[Title] This is taken from 1 Kings 21.
‘And Ahab spake unto Naboth, saying, Give me thy vineyard, that I may have it for a garden of herbs, because it is near unto my house: and I will give thee a better vinyard than it…. And Naboth said to Ahab, the Lord forbid it me that I should give the inheritance of my fathers unto thee.’
[Page 394, line 2] an allegory of Empire As suggested in the headnote, Kipling may well be saying this ironically. On the one hand he identifies the narrator at the end of the story [Page 398, line 32] as the imperial ruler, encroached on by spurious claims. On the other hand, the step by step technique applied by ‘Naboth’ was on a small scale, the the first step in one classic procedure for the imperial acquisition of territory, a concession for trade.
[Page 395, line 2] Pantheon a temple to all the gods, like that in Rome which is now a church.
[Page 395, line 28] sap in this context, the insidious draining away of strength, etc.
[Page 396, line 3] Isabella-coloured a dirty greyish-yellow – see Brewer’s Dictionary of Phrase and Fable for legendary and probably fallacious explanations.
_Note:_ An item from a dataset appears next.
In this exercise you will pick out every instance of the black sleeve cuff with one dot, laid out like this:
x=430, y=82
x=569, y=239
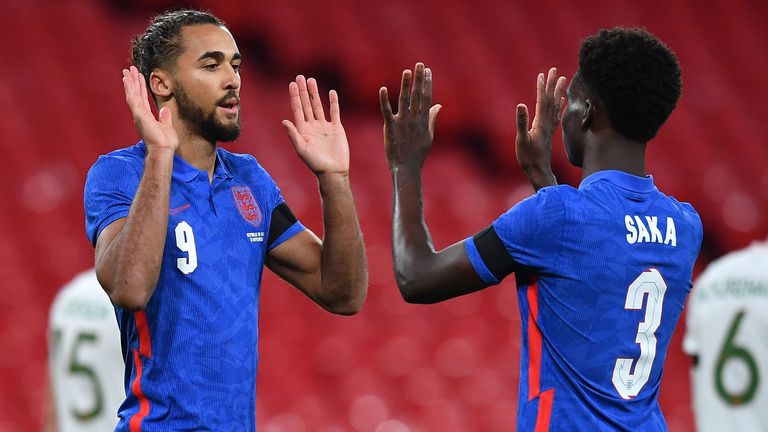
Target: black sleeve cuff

Kipling uses the colour in “Slaves of the Lamp”, Part 1 (Stalky & Co.) and elsewhere.
[Page 396, line 29] feudatory a tenant under the medieval system of land-holding in return for military and other service. See “Young Men at the Manor” and other stories in Puck of Pook’s Hill.
[Page 397, line 11] Krishna an important Hindu deity – see “The Bridge-Builders” (The Day’s Work)
[Page 398, line 10] illicit still an appliance for the unlawful production of spirits.
[Page 398, line 11] Suzerain feudal overlord.
[Page 398, line 21] phaeton a light four-wheeled open carriage.
[Page 398, line 26] ploughed … with sweetmeats… an echo of Judges 9, 45: And Abimelech fought against the city all that day; and he took the city, and slew the people that was therein, and beat down the city, and sowed it with salt.
[Page 398, line 32] Ahab he was very disappointed when Naboth would not sell him the vinyard even though he had offered good terms: ‘and he laid him down upon his bed, and turned away his face, and would eat no bread.’ When he told his wife Jezebel what had happened, she arranged for Naboth to be stoned to death for blasphemy. [See 1 Kings, 21, 4-29].